Retirees sue: Pension-fund surplus ours

E-mail E-mail this article
Print Print this article
0

OLYMPIA - Retired police officers and firefighters went to court yesterday to try to stop lawmakers from spending any of a $1 billion surplus in their pension fund.

The lawsuit is a pre-emptive strike because the Legislature has not yet approved taking the surplus from the Law Enforcement Officers' and Fire Fighters' Retirement System. But if it happens in the final days of the Legislature's special session - as the budget plan now assumes - and if Gov. Gary Locke signs the bill into law, the retirees would have a pending request before a judge to stop the move.

The suit says that the surplus can be used only to either increase benefits of retired police and firefighters or to give them cash buyouts. It claims that the pension fund is being targeted by legislators as a source of funding because police and firefighters are not as politically powerful in Olympia as teachers or other public employees with over-funded pension accounts.

But Senate Ways and Means Chairwoman Lisa Brown, D-Spokane, said this fund is different because taxpayers have financed most of it.

A little more than three-quarters of the fund has come from the state, with employees and local government employers splitting the remainder. Growth in the stock market in recent years helped push the value of the surplus up to an estimated $1 billion.

Lawmakers want to spend $125 million of the surplus to help pay for state operations in the 2001-2003 budget. A bill allowing use of the pension money has passed the Senate and is waiting for a vote in the House.

Depending on the actual value of the fund, at least $96 million of the surplus would go to local governments to defray medical costs of retirees covered by the fund and up to the same amount would be given to the retirees. Each enrollee would get a lump-sum payment of about $10,000 in addition to regular pension benefits they already receive. The remaining money, an estimated $608 million, would be deposited in a special reserve account.

Senate Democrats who crafted the plan say the surplus money is taxpayers' and is needed to balance the budget this year. Lawmakers are looking for extra money this year because they have to balance the budget in the face of rising health-care costs, voter-approved initiatives requiring teacher pay raises and money for schools.

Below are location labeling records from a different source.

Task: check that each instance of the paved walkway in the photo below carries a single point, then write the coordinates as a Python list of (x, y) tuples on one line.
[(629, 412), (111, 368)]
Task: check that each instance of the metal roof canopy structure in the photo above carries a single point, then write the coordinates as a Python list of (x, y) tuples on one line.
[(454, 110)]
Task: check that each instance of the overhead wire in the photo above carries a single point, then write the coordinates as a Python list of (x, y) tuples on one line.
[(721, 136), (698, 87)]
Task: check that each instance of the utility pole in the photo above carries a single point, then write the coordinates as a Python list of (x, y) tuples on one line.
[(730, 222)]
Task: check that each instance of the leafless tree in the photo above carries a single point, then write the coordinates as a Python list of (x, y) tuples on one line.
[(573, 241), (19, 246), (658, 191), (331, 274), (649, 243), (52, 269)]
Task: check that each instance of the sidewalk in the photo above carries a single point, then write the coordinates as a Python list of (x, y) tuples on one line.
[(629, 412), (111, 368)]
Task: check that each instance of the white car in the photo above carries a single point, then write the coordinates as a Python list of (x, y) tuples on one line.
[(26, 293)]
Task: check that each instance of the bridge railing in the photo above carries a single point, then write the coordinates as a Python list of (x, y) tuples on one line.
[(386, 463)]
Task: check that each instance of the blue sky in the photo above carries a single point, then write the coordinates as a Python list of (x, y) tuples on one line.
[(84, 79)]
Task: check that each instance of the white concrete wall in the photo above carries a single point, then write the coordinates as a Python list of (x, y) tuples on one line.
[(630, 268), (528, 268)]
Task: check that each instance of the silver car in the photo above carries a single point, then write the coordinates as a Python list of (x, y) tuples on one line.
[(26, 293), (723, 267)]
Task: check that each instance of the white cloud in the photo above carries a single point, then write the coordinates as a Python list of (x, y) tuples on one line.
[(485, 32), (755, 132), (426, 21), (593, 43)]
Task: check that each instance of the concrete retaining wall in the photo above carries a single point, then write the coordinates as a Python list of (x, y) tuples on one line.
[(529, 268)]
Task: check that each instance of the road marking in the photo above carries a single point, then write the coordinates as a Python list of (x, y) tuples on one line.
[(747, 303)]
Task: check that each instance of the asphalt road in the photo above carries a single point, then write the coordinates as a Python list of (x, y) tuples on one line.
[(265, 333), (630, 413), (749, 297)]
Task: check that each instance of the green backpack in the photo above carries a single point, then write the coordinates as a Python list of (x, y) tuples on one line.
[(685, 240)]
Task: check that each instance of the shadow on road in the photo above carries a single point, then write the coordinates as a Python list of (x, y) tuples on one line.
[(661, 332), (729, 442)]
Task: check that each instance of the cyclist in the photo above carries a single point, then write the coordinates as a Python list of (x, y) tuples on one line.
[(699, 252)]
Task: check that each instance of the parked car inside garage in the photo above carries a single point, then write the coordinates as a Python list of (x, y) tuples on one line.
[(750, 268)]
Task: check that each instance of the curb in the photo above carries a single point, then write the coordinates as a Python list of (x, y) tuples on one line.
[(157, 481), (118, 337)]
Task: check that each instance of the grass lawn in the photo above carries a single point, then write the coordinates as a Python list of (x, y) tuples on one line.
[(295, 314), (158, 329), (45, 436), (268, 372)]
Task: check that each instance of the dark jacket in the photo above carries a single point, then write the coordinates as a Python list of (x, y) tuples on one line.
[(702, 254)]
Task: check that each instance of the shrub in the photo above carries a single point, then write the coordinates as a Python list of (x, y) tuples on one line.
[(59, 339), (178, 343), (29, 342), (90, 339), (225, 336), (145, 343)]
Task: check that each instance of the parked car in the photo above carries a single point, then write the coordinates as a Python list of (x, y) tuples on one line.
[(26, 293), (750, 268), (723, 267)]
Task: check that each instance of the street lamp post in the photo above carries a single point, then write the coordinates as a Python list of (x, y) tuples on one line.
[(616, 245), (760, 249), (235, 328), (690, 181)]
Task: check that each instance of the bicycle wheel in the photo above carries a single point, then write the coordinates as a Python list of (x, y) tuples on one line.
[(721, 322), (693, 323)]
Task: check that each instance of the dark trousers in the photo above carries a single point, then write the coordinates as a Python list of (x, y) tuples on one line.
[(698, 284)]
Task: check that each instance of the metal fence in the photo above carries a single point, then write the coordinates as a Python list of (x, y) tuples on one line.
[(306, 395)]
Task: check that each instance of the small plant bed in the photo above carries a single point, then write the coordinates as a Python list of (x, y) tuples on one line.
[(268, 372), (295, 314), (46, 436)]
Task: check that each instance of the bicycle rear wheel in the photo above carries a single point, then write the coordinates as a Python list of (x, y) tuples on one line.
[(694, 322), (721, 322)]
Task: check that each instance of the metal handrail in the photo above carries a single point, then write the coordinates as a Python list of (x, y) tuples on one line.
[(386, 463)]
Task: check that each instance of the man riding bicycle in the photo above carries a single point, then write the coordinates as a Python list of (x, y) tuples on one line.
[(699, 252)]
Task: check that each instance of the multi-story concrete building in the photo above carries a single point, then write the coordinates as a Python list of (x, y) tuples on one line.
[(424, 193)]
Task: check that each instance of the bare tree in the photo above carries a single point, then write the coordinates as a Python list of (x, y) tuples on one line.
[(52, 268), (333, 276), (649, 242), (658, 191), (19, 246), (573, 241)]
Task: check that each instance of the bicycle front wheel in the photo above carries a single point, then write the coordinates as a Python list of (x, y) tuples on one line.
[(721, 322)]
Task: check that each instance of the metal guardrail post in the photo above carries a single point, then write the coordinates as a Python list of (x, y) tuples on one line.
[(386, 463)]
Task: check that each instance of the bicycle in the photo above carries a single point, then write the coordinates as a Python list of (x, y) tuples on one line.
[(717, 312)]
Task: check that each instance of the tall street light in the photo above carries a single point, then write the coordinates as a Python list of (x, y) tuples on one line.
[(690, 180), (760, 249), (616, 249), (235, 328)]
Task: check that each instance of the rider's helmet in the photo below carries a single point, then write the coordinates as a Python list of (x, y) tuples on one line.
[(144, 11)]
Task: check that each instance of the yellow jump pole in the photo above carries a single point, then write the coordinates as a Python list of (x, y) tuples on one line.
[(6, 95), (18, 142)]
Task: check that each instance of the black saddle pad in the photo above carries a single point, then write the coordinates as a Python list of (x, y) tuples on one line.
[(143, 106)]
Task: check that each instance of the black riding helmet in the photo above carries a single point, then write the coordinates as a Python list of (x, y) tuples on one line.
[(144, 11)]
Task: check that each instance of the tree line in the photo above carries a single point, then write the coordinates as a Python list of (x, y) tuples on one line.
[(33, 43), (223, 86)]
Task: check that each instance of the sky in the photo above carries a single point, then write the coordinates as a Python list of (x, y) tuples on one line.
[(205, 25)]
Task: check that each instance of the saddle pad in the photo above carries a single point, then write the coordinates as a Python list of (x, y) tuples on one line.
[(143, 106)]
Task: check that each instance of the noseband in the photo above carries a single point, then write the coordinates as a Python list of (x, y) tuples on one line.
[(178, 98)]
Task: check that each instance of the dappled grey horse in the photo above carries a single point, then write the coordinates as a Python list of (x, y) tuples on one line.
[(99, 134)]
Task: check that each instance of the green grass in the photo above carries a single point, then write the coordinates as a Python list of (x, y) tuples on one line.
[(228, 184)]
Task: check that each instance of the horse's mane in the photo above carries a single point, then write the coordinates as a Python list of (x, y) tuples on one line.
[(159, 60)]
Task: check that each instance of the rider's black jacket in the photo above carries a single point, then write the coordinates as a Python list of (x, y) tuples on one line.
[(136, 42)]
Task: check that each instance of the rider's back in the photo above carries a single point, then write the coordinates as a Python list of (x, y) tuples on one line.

"Maybe it will give them some thought that they should not do this," Seattle attorney Steve Berman said of the suit he filed in Thurston County Superior Court.

Berman said his clients are open to negotiating with lawmakers to find a compromise.

But the prominent litigator said, "I don't think they hired me for my negotiating skills. Not that I haven't done well there, but I think they felt they needed a serious trial lawyer."

Berman represented Washington state in the nationwide litigation against the tobacco companies a few years ago.

The suit involving the pension fund was filed on behalf of Alfred Fridell, a retired, 27-year veteran of the Seattle Police Department, and Clarence Willians, a retired 30-year veteran of the Seattle Fire Department. It asks a judge to create a class-action case, which would mean every retired police officer and firefighter would be represented.

Berman was hired months ago by a coalition of groups, including the Washington State Council of Firefighters and the Washington Council of Police and Sheriffs.

The Retired Firefighters of Washington, though, left the coalition after meeting with Berman and has hired its own attorney, former state Sen. and retired Supreme Court Justice Phil Talmadge.

Talmadge said yesterday he thinks Berman's move is premature. "I would prefer at least to try to sit down and talk to some of the actors on a significant issue like this before I rush off to court," he said.

Talmadge has filed a public-records request with the Legislature asking for any documents related to plans to spend the pension surplus.

While he's not yet ready to go to court, Talmadge said he hopes the threat of litigation will spur negotiations with lawmakers.

"I don't think it's lost on the Legislature that they may face serious legal consequences if they go forward with this legislation," he said.

Berman is angry that the association of retired firefighters hired Talmadge and left the coalition after having sat through all its confidential litigation-planning meetings.

The Democrat-led Senate first proposed tapping the surplus pension funds to help cover a gaping budget shortfall in March.

The Legislature is close to completing a new $22.8 billion budget. Under that plan, the state would spend an estimated $600 million more than it will take in over the next two years.

The $125 million of the surplus that lawmakers want to spend on state operations would largely go for ferries and for a deposit in the state's self-insurance account.

The House and Senate have both approved the spending plan, but the House has not yet passed a separate bill enabling the state to spend the pension surplus. Locke has said he would sign both the budget and the pension-fund bill.

It's unclear what impact the lawsuit will have in Olympia, where lawmakers are bogged down in one of the longest sessions in state history.

Republicans have objected to using the pension money, a one-time source of money, on ongoing expenses. And House Appropriations Co-Chairman Barry Sehlin, R-Oak Harbor, has said the state should hold off spending any of the money until legal questions have been resolved.

But most lawmakers, including some GOP leaders, say the pension surplus is taxpayer money that should be returned to the state.

"I think the state is on very, very solid ground - as long as we provide all of the benefits that were promised," said Sen. Dino Rossi of Issaquah, the ranking Republican on the Senate Ways and Means Committee.